T = 100  # time steps
dim_input = 5  # state space dimensions
dim_hidden = 6  # latent dimensions
dim_output = 2  # action space dimensions
d = Dynamics()  # define dynamics
c = Controller(dim_input, dim_hidden, dim_output)  # define controller
s = Simulation(c, d, T)  # define simulation
o = Optimize(s)  # define optimizer
o.train(120)  # solve the optimization problem

![Image](https://github.com/dayanbatuofu/MAE-598-Design-Optimization/raw/main/project1_demo/image_recording/movie_rocket_landing.gif)

## 3. A Better Problem Formulation

Here is a list of things we discussed during the class that could help to make the problem more representative of the reality:

1. More realistic definition of state and action spaces: Rocket orientation, angular velocity, etc. 
2. Better dynamical model, e.g., drag
3. Constraints in state and action spaces
4. Controller design for a distribution of initial states rather than one
5. Randomness in dynamics, sensing, etc.
6. Discontinuity in modeling so that gradient cannot be computed, e.g., mechanical failures.

In this project, please choose at least one aspect from 1 to 5 from the list to improve your problem formulation and solve the resultant problem. We will address 6 when we talk about reinforcement learning.

Here is one example of problem formulation when we consider randomness in dynamics and initial states:

$$
\begin{aligned}
\min_{\theta} \quad & \mathbb{E}_{\{w(t), u(t), x(0)\}}\left[||x(T)||^2\right] \\
\quad & d(t+1) = d(t) + v(t) + w(t) \Delta t, \\
\quad & v(t+1) = v(t) + a(t) + u(t) \Delta t, \\
\quad & a(t) = f_{\theta}(x(t)), ~\forall t=1,...,T-1 \\
\quad & x(1) \sim \Pr(x(1))
\end{aligned}
$$

Here $w(t) \sim \Pr(w(t))$ and $u(t) \sim \Pr(u(t))$ are modeled as i.i.d. noises added to the dynamics, and $\Pr(x(1))$ is the distribution of initial states. We will approximate this problem using samples from $\Pr(w(t))$, $\Pr(u(t))$, and $\Pr(x(1))$. To do so, we sample $\{w(1)^{(i)},w(2)^{(i)},...,w(T)^{(i)}\}_{i}^N$ from $\Pr(w(t))$,  $\{u(1)^{(i)},u(2)^{(i)},...,u(T)^{(i)}\}_{i}^N$ from $\Pr(u(t))$, and $\{x(0)^{(i)}\}_{i}^N$ from $\Pr(x(1))$, where $N$ is the number of samples to be considered. Then we have the following problem instead:

$$
\begin{aligned}
\min_{\theta} \quad & \frac{1}{N}\sum_{i=1}^N ||x^{(i)}(T)||^2 \\
\quad & d(t+1)^{(i)} = d(t)^{(i)} + v(t)^{(i)} + w(t)^{(i)} \Delta t, \\
\quad & v(t+1)^{(i)} = v(t)^{(i)} + a(t)^{(i)} + u(t)^{(i)} \Delta t, \\
\quad & a(t)^{(i)} = f_{\theta}(x(t)^{(i)}), ~\forall t=1,...,T-1, ~i=1,...,N \\
\end{aligned}
$$

The code up this new problem, you will fully utilize the tensor operations in PyTorch. For example, the state tensor "x" will now become a N-by-2 matrix, where the first dimension represents the number of trajectories to be optimized. 

In [None]:
# Using Randomness



## 4. Grading

* (30%) Documentation of the problem formulation: Clearly describe the objective function, the variables, the constraints, and the assumptions involved in formulating the problem.

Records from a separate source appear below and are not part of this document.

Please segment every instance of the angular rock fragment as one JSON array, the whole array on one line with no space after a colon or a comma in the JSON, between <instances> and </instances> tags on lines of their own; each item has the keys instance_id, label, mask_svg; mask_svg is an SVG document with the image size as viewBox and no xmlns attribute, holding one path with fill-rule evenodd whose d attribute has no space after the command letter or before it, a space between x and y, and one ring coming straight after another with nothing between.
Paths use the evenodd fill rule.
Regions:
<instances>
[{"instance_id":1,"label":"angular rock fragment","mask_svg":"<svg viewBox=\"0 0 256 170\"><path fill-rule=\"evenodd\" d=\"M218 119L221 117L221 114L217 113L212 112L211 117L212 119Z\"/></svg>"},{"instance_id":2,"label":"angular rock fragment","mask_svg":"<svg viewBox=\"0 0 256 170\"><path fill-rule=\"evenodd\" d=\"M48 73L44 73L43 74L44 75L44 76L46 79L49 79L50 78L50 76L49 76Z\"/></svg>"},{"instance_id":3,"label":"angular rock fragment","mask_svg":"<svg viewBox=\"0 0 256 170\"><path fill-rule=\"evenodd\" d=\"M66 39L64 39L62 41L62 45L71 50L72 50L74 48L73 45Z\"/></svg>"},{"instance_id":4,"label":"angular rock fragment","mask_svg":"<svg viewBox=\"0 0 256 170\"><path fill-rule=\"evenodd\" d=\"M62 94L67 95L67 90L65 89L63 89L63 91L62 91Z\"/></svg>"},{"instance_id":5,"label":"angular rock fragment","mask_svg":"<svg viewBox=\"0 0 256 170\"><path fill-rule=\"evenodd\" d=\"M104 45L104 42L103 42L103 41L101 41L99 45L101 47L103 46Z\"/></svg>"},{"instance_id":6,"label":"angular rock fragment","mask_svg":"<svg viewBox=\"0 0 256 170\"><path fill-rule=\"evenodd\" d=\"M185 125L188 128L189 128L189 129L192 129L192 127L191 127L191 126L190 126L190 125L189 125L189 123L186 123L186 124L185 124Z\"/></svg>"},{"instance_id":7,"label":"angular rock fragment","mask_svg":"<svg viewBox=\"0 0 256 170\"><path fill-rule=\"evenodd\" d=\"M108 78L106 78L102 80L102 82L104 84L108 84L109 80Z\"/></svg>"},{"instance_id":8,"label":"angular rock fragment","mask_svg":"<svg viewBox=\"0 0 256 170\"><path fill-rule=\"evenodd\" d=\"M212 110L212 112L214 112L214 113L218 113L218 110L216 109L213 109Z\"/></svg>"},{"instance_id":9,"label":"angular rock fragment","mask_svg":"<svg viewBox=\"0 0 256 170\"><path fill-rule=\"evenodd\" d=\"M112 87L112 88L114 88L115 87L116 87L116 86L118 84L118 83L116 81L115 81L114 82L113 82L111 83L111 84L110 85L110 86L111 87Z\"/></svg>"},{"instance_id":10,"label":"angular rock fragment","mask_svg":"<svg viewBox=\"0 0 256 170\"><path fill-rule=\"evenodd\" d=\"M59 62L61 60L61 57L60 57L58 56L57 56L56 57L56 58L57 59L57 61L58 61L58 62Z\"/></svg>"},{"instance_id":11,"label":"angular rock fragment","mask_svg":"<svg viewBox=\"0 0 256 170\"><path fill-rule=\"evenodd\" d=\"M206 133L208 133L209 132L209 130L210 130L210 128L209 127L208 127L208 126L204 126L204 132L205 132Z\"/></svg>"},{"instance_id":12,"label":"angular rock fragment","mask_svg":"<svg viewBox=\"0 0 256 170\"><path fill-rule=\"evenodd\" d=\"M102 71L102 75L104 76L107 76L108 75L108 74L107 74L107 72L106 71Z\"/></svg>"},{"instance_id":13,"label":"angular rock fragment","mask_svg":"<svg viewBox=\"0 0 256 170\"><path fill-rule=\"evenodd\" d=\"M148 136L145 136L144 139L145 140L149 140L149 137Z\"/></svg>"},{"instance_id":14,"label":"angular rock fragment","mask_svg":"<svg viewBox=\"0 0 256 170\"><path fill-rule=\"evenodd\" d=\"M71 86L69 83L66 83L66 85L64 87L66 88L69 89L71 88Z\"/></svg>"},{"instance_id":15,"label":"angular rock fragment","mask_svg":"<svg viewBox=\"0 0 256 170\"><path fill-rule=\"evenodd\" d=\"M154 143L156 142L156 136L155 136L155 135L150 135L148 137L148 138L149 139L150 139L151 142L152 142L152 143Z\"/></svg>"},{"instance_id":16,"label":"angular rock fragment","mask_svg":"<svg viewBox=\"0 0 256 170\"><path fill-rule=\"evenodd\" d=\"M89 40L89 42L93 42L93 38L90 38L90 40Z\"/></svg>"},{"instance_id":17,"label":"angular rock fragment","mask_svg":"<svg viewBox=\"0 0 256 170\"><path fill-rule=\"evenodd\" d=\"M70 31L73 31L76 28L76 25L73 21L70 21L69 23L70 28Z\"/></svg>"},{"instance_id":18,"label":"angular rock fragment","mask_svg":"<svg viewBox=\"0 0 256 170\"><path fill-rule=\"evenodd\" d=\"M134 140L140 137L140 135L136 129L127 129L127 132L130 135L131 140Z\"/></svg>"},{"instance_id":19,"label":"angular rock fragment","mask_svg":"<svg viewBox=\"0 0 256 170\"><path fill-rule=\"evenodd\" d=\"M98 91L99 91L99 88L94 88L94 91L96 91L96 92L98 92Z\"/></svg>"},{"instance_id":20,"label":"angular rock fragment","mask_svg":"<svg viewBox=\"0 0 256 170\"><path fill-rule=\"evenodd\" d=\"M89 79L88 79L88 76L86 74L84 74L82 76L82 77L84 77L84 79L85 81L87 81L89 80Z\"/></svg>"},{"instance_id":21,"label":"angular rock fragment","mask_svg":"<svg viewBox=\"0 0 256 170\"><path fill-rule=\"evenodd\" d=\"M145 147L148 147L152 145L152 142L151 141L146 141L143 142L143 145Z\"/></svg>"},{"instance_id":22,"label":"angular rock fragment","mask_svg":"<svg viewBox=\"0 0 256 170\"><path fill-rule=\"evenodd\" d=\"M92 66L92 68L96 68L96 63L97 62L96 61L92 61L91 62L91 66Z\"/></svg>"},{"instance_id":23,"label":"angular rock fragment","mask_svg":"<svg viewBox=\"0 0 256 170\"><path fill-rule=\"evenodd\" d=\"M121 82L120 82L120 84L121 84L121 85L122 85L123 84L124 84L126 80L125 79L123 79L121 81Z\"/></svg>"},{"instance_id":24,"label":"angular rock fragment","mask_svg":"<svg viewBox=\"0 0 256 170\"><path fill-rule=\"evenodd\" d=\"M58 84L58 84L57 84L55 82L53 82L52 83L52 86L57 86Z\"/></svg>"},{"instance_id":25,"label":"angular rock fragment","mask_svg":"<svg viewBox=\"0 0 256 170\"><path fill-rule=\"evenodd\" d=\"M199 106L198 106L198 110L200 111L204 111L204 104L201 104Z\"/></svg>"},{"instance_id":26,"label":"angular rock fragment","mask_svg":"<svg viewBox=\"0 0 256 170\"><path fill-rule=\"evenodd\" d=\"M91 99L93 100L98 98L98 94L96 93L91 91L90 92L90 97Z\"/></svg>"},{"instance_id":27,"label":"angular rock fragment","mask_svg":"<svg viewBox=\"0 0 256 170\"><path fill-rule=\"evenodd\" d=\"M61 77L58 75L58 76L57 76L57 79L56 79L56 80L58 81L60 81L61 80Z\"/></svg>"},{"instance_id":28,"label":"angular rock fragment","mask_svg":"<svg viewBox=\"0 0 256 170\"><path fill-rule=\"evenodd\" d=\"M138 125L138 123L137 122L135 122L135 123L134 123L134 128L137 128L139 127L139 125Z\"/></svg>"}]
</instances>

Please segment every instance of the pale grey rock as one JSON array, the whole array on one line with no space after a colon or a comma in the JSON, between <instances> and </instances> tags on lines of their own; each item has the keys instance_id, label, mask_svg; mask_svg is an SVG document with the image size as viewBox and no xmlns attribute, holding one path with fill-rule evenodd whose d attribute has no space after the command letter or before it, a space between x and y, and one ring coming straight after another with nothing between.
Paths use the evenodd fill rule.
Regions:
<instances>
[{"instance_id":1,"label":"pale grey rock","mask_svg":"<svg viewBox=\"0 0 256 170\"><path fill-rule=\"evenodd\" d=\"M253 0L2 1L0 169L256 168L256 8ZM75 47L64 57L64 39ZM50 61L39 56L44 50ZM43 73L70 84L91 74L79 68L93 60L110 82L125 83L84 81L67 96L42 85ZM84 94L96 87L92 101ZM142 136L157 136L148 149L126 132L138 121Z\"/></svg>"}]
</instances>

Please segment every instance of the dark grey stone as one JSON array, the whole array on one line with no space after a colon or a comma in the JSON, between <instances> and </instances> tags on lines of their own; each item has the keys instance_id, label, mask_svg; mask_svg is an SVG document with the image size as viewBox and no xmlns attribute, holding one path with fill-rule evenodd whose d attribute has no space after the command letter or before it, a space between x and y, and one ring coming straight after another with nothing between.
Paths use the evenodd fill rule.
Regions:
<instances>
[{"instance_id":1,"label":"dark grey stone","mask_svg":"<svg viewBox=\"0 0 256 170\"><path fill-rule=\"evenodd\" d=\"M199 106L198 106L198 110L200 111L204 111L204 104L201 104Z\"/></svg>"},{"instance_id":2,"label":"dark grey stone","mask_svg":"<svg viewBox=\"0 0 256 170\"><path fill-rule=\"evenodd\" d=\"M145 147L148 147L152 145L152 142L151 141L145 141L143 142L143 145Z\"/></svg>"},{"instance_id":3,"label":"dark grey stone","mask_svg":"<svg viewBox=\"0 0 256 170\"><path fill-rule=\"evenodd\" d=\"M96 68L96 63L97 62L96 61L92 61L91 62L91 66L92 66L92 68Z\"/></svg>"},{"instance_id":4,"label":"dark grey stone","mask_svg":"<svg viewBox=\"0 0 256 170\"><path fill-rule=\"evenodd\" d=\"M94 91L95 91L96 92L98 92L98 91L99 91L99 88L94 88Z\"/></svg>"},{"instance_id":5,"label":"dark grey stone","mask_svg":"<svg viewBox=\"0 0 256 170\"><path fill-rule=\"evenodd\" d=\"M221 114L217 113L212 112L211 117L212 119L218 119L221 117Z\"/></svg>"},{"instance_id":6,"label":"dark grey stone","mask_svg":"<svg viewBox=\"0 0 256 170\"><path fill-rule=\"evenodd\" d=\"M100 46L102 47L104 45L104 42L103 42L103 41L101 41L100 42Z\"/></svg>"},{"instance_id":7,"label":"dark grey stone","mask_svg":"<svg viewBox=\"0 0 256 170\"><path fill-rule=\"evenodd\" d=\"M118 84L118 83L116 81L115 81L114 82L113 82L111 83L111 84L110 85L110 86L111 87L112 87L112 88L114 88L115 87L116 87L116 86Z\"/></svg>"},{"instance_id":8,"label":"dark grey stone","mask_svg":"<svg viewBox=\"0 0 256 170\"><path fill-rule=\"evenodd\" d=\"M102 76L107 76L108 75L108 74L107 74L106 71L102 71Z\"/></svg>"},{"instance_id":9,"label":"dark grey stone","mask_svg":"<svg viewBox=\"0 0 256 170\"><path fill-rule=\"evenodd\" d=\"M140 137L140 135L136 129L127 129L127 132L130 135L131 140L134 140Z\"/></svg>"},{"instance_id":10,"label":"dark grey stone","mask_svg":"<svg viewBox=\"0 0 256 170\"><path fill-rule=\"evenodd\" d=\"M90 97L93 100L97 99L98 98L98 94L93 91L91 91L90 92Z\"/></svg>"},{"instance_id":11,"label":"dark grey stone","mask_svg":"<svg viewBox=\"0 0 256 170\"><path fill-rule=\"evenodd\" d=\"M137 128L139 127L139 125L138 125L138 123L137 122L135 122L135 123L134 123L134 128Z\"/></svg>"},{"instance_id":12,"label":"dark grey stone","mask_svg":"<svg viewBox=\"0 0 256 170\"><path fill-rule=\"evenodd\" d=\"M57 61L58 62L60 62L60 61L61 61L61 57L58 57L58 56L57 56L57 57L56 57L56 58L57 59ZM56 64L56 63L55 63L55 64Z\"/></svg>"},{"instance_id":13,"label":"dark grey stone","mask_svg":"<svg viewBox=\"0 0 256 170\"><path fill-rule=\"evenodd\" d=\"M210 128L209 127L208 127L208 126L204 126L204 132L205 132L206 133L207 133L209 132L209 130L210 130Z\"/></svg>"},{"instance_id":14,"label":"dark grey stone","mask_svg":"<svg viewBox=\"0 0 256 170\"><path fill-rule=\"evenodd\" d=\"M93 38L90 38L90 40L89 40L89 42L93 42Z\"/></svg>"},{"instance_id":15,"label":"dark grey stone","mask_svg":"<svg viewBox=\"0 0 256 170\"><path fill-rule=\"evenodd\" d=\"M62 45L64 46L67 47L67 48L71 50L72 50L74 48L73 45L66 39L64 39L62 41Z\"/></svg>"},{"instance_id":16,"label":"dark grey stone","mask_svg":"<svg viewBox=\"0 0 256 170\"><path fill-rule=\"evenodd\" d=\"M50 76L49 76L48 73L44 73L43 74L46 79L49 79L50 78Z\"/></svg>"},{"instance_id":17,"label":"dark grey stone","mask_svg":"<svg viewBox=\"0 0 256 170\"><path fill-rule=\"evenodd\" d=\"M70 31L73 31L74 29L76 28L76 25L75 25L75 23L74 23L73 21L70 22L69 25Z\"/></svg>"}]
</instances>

* (40%) Programming: Like for homeworks, please push you code to your github repo. Please comment your code so that it is useful to you in the future.

* (30%) Analysis of the results: Please document the convergence and the optimal solutions (e.g., the state trajectory if it is a control problem).

* (Bonus 20%) Formulation of a problem different from rocket landing: The PyTorch framework can also be used for other engineering problems, e.g., for structure design with nonlinear mechanical properties. You get 20 bonus points for solving your own problems that are at least at the same level of difficulty as rocket landing.